La trovadora, de hecho, recordaba vagamente el retorno de Alias. Por unos segundos temió que la espadachina volviera para despojarla de su papel como animadora principal de la fiesta, pero la mujer subió a toda prisa a su alcoba.

«Lo peor de los humanos —criticó Olive, mientras, extenuada, reponía fuerzas en el descansillo del segundo piso— es que son de lo más insípidos».

Dirigió una ojeada furiosa a los tramos de escalera que todavía le quedaban por subir. «Y sus edificios tienen unas dimensiones descabelladas —agregó—. Seguro que su señoría la guerrera encuentra divertido obligarme a trepar escalones que me llegan a la rodilla».

Se preguntó si, de fingirse desmayada, algún criado la transportaría en volandas hasta la habitación. «Lo más probable —se desengañó ella misma— es que llamen a la gran jefa o su animal doméstico para que dispongan de mi persona.
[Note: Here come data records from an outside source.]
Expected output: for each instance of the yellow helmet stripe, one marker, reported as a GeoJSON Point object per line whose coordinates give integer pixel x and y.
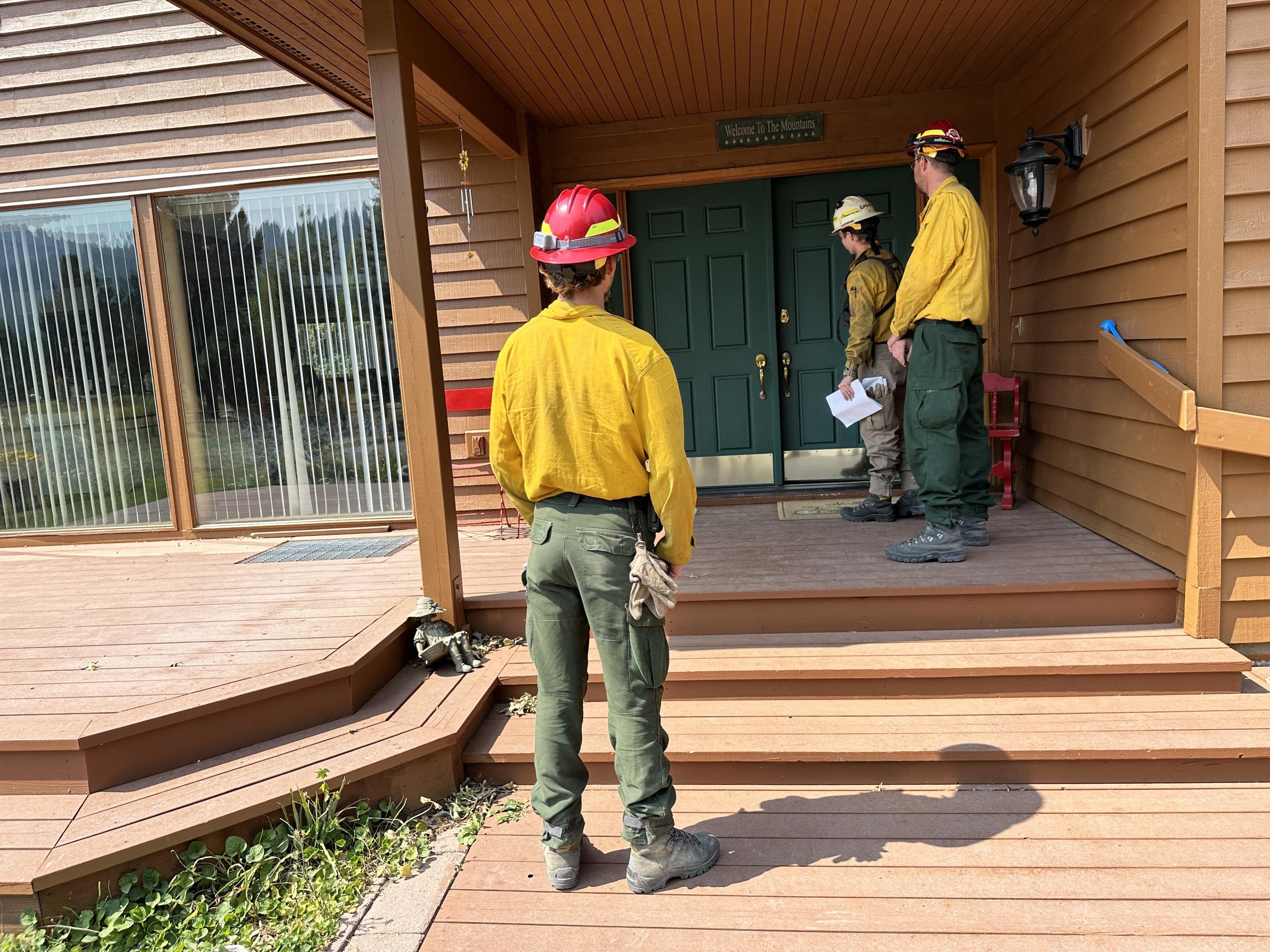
{"type": "Point", "coordinates": [604, 228]}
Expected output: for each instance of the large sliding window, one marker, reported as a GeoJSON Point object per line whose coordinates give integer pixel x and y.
{"type": "Point", "coordinates": [285, 348]}
{"type": "Point", "coordinates": [79, 433]}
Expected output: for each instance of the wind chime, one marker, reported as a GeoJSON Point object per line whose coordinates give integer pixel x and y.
{"type": "Point", "coordinates": [465, 192]}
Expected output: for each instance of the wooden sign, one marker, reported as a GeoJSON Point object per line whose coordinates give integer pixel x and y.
{"type": "Point", "coordinates": [770, 130]}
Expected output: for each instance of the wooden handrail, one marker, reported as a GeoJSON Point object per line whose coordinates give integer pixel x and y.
{"type": "Point", "coordinates": [1237, 433]}
{"type": "Point", "coordinates": [1167, 394]}
{"type": "Point", "coordinates": [1220, 430]}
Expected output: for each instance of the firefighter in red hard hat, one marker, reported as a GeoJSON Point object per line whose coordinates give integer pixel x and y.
{"type": "Point", "coordinates": [938, 331]}
{"type": "Point", "coordinates": [587, 438]}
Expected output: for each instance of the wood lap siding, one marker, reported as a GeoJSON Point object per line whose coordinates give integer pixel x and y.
{"type": "Point", "coordinates": [122, 98]}
{"type": "Point", "coordinates": [1246, 320]}
{"type": "Point", "coordinates": [126, 98]}
{"type": "Point", "coordinates": [1114, 248]}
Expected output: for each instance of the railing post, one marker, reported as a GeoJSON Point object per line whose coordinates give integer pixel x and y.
{"type": "Point", "coordinates": [414, 320]}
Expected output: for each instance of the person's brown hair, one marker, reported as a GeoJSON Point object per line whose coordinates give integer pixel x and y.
{"type": "Point", "coordinates": [568, 284]}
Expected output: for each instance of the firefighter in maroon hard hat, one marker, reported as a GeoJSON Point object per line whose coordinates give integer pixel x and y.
{"type": "Point", "coordinates": [938, 331]}
{"type": "Point", "coordinates": [587, 439]}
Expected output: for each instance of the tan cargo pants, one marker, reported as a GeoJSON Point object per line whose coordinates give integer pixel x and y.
{"type": "Point", "coordinates": [883, 433]}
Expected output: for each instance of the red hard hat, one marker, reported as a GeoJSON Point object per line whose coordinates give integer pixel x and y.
{"type": "Point", "coordinates": [936, 138]}
{"type": "Point", "coordinates": [579, 227]}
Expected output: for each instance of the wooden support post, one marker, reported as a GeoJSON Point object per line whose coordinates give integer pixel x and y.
{"type": "Point", "coordinates": [163, 360]}
{"type": "Point", "coordinates": [1206, 210]}
{"type": "Point", "coordinates": [525, 192]}
{"type": "Point", "coordinates": [414, 322]}
{"type": "Point", "coordinates": [446, 79]}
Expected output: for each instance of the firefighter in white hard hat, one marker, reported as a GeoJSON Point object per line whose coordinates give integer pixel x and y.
{"type": "Point", "coordinates": [871, 282]}
{"type": "Point", "coordinates": [586, 436]}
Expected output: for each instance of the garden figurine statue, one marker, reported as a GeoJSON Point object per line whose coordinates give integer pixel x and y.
{"type": "Point", "coordinates": [436, 638]}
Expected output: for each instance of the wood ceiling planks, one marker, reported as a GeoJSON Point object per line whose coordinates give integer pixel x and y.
{"type": "Point", "coordinates": [677, 58]}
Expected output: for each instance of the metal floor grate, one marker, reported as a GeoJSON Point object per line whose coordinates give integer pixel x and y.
{"type": "Point", "coordinates": [318, 550]}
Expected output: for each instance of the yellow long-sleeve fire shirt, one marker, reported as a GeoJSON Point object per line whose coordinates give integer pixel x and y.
{"type": "Point", "coordinates": [582, 401]}
{"type": "Point", "coordinates": [947, 277]}
{"type": "Point", "coordinates": [871, 284]}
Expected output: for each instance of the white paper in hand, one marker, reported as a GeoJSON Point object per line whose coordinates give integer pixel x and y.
{"type": "Point", "coordinates": [854, 411]}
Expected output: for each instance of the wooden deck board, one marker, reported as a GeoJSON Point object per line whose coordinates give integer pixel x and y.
{"type": "Point", "coordinates": [957, 737]}
{"type": "Point", "coordinates": [112, 629]}
{"type": "Point", "coordinates": [1079, 868]}
{"type": "Point", "coordinates": [1042, 657]}
{"type": "Point", "coordinates": [1030, 545]}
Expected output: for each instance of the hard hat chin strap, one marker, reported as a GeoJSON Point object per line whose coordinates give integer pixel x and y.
{"type": "Point", "coordinates": [550, 243]}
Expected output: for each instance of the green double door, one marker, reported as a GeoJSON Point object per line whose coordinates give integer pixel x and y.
{"type": "Point", "coordinates": [742, 285]}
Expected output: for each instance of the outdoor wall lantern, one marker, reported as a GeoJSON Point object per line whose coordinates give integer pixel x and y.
{"type": "Point", "coordinates": [1034, 174]}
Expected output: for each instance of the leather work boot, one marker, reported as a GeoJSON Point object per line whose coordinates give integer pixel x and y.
{"type": "Point", "coordinates": [974, 531]}
{"type": "Point", "coordinates": [677, 855]}
{"type": "Point", "coordinates": [909, 506]}
{"type": "Point", "coordinates": [938, 544]}
{"type": "Point", "coordinates": [563, 865]}
{"type": "Point", "coordinates": [870, 509]}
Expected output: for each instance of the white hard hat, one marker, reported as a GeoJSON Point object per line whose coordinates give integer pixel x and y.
{"type": "Point", "coordinates": [852, 210]}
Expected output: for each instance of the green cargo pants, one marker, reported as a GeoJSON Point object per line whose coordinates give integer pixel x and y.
{"type": "Point", "coordinates": [578, 583]}
{"type": "Point", "coordinates": [944, 428]}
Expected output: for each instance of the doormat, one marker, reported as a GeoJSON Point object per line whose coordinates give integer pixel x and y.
{"type": "Point", "coordinates": [318, 550]}
{"type": "Point", "coordinates": [813, 508]}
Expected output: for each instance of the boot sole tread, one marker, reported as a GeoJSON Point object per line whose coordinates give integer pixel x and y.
{"type": "Point", "coordinates": [932, 558]}
{"type": "Point", "coordinates": [643, 887]}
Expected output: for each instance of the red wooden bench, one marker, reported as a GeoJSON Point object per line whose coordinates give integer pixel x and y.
{"type": "Point", "coordinates": [1004, 430]}
{"type": "Point", "coordinates": [479, 399]}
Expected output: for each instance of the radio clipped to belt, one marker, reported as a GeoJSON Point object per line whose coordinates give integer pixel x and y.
{"type": "Point", "coordinates": [652, 585]}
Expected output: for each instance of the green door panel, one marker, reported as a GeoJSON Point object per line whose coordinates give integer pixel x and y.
{"type": "Point", "coordinates": [811, 269]}
{"type": "Point", "coordinates": [701, 285]}
{"type": "Point", "coordinates": [968, 174]}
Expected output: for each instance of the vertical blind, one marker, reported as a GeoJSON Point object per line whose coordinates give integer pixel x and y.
{"type": "Point", "coordinates": [79, 435]}
{"type": "Point", "coordinates": [290, 385]}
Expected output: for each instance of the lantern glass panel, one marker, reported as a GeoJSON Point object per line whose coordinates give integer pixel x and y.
{"type": "Point", "coordinates": [1033, 186]}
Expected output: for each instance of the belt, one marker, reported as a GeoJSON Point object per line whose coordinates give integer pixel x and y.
{"type": "Point", "coordinates": [578, 498]}
{"type": "Point", "coordinates": [967, 325]}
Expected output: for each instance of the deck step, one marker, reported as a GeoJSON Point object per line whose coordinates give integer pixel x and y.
{"type": "Point", "coordinates": [995, 663]}
{"type": "Point", "coordinates": [403, 743]}
{"type": "Point", "coordinates": [1138, 739]}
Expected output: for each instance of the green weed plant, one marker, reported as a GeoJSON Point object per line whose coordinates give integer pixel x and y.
{"type": "Point", "coordinates": [285, 891]}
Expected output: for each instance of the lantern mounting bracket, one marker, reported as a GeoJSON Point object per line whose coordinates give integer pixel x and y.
{"type": "Point", "coordinates": [1034, 174]}
{"type": "Point", "coordinates": [1071, 143]}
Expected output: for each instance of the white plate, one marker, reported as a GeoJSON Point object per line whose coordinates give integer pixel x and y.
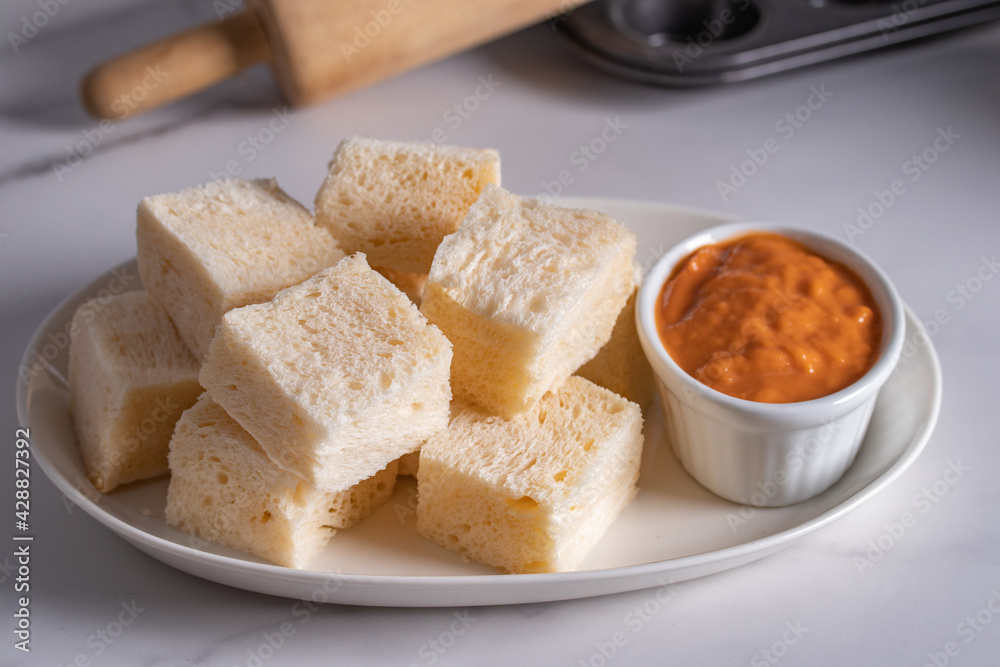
{"type": "Point", "coordinates": [674, 530]}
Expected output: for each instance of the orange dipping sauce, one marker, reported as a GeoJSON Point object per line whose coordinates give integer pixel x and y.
{"type": "Point", "coordinates": [763, 318]}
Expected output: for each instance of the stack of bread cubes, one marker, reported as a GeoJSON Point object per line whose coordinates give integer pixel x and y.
{"type": "Point", "coordinates": [285, 368]}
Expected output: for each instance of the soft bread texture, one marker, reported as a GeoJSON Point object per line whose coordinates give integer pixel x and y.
{"type": "Point", "coordinates": [334, 377]}
{"type": "Point", "coordinates": [410, 284]}
{"type": "Point", "coordinates": [223, 488]}
{"type": "Point", "coordinates": [534, 493]}
{"type": "Point", "coordinates": [212, 248]}
{"type": "Point", "coordinates": [130, 378]}
{"type": "Point", "coordinates": [408, 464]}
{"type": "Point", "coordinates": [621, 365]}
{"type": "Point", "coordinates": [526, 292]}
{"type": "Point", "coordinates": [395, 201]}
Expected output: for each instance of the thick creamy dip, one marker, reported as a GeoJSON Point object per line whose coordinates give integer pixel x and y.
{"type": "Point", "coordinates": [763, 318]}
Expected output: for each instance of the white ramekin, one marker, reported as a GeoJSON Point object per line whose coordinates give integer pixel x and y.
{"type": "Point", "coordinates": [767, 454]}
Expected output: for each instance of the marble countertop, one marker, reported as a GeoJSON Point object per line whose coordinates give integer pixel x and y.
{"type": "Point", "coordinates": [899, 152]}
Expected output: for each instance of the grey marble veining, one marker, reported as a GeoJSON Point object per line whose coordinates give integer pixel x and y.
{"type": "Point", "coordinates": [871, 588]}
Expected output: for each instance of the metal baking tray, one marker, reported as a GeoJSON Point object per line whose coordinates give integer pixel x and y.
{"type": "Point", "coordinates": [702, 42]}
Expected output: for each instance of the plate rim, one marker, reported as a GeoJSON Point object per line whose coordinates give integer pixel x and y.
{"type": "Point", "coordinates": [629, 577]}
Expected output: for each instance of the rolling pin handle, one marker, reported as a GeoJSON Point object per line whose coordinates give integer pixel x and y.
{"type": "Point", "coordinates": [174, 67]}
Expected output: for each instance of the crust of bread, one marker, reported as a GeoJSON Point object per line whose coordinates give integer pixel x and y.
{"type": "Point", "coordinates": [224, 488]}
{"type": "Point", "coordinates": [334, 377]}
{"type": "Point", "coordinates": [527, 292]}
{"type": "Point", "coordinates": [395, 200]}
{"type": "Point", "coordinates": [536, 492]}
{"type": "Point", "coordinates": [130, 378]}
{"type": "Point", "coordinates": [208, 249]}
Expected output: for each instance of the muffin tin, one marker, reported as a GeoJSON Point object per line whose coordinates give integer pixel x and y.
{"type": "Point", "coordinates": [701, 42]}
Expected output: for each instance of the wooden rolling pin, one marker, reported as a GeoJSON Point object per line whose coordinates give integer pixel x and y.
{"type": "Point", "coordinates": [317, 48]}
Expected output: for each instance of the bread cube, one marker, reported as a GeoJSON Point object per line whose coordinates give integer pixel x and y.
{"type": "Point", "coordinates": [130, 378]}
{"type": "Point", "coordinates": [395, 201]}
{"type": "Point", "coordinates": [224, 488]}
{"type": "Point", "coordinates": [334, 377]}
{"type": "Point", "coordinates": [533, 493]}
{"type": "Point", "coordinates": [621, 365]}
{"type": "Point", "coordinates": [526, 292]}
{"type": "Point", "coordinates": [212, 248]}
{"type": "Point", "coordinates": [410, 284]}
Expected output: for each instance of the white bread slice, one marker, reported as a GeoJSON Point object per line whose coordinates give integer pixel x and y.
{"type": "Point", "coordinates": [534, 493]}
{"type": "Point", "coordinates": [410, 284]}
{"type": "Point", "coordinates": [408, 464]}
{"type": "Point", "coordinates": [224, 489]}
{"type": "Point", "coordinates": [395, 201]}
{"type": "Point", "coordinates": [621, 365]}
{"type": "Point", "coordinates": [130, 378]}
{"type": "Point", "coordinates": [212, 248]}
{"type": "Point", "coordinates": [334, 377]}
{"type": "Point", "coordinates": [526, 292]}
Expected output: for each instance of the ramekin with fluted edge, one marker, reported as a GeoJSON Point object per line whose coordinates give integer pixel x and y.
{"type": "Point", "coordinates": [767, 454]}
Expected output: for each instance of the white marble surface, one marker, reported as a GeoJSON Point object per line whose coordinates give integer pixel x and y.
{"type": "Point", "coordinates": [919, 600]}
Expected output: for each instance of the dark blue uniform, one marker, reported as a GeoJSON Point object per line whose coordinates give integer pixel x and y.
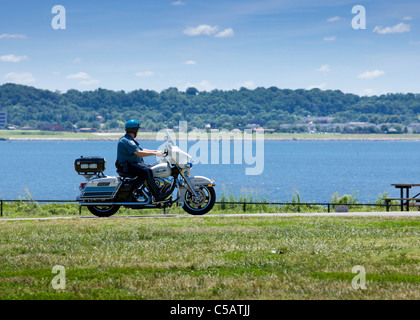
{"type": "Point", "coordinates": [129, 163]}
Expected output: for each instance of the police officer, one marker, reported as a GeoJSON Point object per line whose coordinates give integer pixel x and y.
{"type": "Point", "coordinates": [130, 159]}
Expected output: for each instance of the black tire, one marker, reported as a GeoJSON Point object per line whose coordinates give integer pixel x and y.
{"type": "Point", "coordinates": [205, 206]}
{"type": "Point", "coordinates": [103, 211]}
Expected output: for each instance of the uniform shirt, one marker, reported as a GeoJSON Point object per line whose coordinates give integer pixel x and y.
{"type": "Point", "coordinates": [126, 148]}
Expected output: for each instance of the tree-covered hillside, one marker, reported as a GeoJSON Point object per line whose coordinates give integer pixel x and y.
{"type": "Point", "coordinates": [271, 108]}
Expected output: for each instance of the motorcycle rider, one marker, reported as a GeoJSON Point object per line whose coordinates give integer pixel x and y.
{"type": "Point", "coordinates": [130, 160]}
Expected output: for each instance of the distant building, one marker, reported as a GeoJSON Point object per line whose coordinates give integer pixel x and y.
{"type": "Point", "coordinates": [3, 118]}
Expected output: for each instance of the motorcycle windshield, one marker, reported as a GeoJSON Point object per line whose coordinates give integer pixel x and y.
{"type": "Point", "coordinates": [169, 138]}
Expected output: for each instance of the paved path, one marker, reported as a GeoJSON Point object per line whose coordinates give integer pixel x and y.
{"type": "Point", "coordinates": [332, 214]}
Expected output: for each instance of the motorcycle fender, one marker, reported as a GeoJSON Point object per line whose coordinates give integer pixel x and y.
{"type": "Point", "coordinates": [195, 181]}
{"type": "Point", "coordinates": [201, 181]}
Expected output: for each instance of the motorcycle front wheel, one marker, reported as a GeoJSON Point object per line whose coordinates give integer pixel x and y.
{"type": "Point", "coordinates": [103, 211]}
{"type": "Point", "coordinates": [203, 203]}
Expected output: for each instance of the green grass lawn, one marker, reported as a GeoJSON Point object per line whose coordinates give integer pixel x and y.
{"type": "Point", "coordinates": [211, 258]}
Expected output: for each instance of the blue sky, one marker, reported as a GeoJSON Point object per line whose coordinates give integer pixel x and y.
{"type": "Point", "coordinates": [128, 45]}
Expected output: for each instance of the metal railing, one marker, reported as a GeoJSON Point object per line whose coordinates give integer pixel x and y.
{"type": "Point", "coordinates": [243, 204]}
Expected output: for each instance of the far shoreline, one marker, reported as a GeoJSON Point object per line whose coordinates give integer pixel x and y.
{"type": "Point", "coordinates": [15, 139]}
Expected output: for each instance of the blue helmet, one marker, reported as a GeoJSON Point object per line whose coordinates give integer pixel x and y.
{"type": "Point", "coordinates": [132, 126]}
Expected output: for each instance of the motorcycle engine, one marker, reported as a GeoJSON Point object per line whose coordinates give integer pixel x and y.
{"type": "Point", "coordinates": [163, 184]}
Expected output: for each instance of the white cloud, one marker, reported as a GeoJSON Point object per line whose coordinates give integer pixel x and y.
{"type": "Point", "coordinates": [79, 76]}
{"type": "Point", "coordinates": [334, 19]}
{"type": "Point", "coordinates": [203, 29]}
{"type": "Point", "coordinates": [320, 86]}
{"type": "Point", "coordinates": [178, 3]}
{"type": "Point", "coordinates": [89, 82]}
{"type": "Point", "coordinates": [399, 28]}
{"type": "Point", "coordinates": [12, 58]}
{"type": "Point", "coordinates": [369, 75]}
{"type": "Point", "coordinates": [13, 36]}
{"type": "Point", "coordinates": [20, 78]}
{"type": "Point", "coordinates": [324, 68]}
{"type": "Point", "coordinates": [86, 78]}
{"type": "Point", "coordinates": [368, 92]}
{"type": "Point", "coordinates": [248, 84]}
{"type": "Point", "coordinates": [145, 74]}
{"type": "Point", "coordinates": [227, 33]}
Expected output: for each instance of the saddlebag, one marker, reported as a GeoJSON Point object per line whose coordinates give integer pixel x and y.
{"type": "Point", "coordinates": [101, 188]}
{"type": "Point", "coordinates": [89, 165]}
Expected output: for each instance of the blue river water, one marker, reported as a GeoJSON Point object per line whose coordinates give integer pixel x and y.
{"type": "Point", "coordinates": [313, 169]}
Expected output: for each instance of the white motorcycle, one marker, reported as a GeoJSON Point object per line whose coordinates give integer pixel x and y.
{"type": "Point", "coordinates": [104, 195]}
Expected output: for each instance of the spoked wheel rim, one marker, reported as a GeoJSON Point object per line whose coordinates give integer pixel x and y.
{"type": "Point", "coordinates": [199, 203]}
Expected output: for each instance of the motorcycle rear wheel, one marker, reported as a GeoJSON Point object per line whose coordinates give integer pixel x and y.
{"type": "Point", "coordinates": [198, 208]}
{"type": "Point", "coordinates": [103, 211]}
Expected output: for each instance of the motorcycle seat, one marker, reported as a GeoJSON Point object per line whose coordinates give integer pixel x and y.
{"type": "Point", "coordinates": [126, 175]}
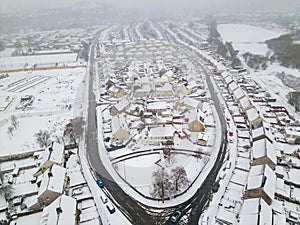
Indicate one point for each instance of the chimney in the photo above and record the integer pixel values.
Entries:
(58, 210)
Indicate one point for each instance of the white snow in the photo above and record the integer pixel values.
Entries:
(247, 38)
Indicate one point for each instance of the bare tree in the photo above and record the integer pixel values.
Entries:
(74, 129)
(5, 188)
(161, 184)
(10, 130)
(168, 155)
(179, 178)
(43, 138)
(14, 121)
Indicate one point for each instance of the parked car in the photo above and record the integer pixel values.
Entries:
(110, 208)
(99, 182)
(103, 198)
(175, 217)
(215, 187)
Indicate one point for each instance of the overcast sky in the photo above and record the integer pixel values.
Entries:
(270, 5)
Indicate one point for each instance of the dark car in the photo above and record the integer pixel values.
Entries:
(176, 216)
(215, 187)
(100, 182)
(110, 208)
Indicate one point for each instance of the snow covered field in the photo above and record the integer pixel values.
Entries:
(248, 38)
(51, 109)
(19, 62)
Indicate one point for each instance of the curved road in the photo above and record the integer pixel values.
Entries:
(135, 213)
(130, 208)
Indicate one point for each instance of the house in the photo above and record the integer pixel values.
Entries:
(261, 182)
(261, 133)
(157, 107)
(292, 134)
(228, 80)
(255, 211)
(116, 92)
(60, 212)
(202, 138)
(232, 87)
(119, 128)
(238, 94)
(120, 107)
(192, 103)
(164, 91)
(191, 86)
(161, 134)
(52, 155)
(245, 104)
(263, 152)
(254, 118)
(52, 186)
(196, 121)
(168, 75)
(142, 91)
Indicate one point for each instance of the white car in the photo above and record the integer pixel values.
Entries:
(110, 208)
(175, 217)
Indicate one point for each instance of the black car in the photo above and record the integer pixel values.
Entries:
(176, 216)
(215, 187)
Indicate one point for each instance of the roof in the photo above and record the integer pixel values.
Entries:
(261, 131)
(228, 80)
(238, 93)
(157, 105)
(60, 212)
(53, 153)
(197, 114)
(264, 148)
(233, 86)
(114, 89)
(118, 122)
(255, 211)
(262, 176)
(167, 131)
(245, 102)
(191, 85)
(252, 114)
(55, 182)
(193, 103)
(121, 105)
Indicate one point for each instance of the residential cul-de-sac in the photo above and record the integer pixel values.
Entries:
(171, 120)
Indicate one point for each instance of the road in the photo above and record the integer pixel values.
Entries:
(198, 202)
(130, 208)
(135, 213)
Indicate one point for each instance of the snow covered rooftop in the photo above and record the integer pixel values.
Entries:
(238, 93)
(255, 211)
(160, 132)
(261, 132)
(118, 122)
(53, 180)
(60, 212)
(121, 105)
(262, 177)
(161, 105)
(245, 103)
(264, 148)
(54, 154)
(191, 102)
(233, 86)
(252, 114)
(228, 80)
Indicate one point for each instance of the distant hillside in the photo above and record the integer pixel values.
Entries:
(287, 49)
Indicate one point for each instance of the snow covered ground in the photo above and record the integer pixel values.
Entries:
(19, 62)
(50, 110)
(247, 38)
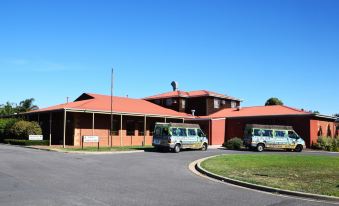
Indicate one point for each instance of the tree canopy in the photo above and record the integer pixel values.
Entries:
(24, 106)
(273, 101)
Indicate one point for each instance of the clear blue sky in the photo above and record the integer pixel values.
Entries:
(248, 49)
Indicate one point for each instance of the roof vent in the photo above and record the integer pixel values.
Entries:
(193, 111)
(175, 85)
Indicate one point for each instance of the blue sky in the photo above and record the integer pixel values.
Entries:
(248, 49)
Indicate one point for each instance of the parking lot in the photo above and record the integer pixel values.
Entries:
(35, 177)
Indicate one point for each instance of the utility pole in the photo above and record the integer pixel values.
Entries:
(111, 130)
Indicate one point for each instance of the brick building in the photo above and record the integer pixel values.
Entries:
(219, 116)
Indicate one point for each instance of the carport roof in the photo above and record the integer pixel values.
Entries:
(257, 111)
(102, 103)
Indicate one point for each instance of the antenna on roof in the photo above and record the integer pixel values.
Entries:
(175, 85)
(111, 132)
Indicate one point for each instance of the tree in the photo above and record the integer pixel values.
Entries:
(8, 108)
(27, 105)
(273, 101)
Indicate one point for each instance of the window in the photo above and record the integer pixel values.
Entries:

Tampoco es que importe. Nunca sufriré voluntariamente la humillante indignidad de ser trasladada en brazos de un humano o sus secuaces». Bastante penoso era ya soportar las palmadas en la cabeza. Algún día se vengaría y mordería una de aquellas manos, en cuanto pudiera permitirse el lujo de que le colgaran el sambenito de «artista temperamental».

«Olive, chica, muéstrate optimista», se dijo. Aquél era su lema siempre que convivía con los hombres. Por mucho paternalismo, crueldad o estulticia que derrocharan, convenía pintarse una permanente sonrisa en la faz. La celebración de hoy, comprendió la poetisa, constituía la primera recompensa tangible del grupo desde que la arrancaron de las garras del dragón.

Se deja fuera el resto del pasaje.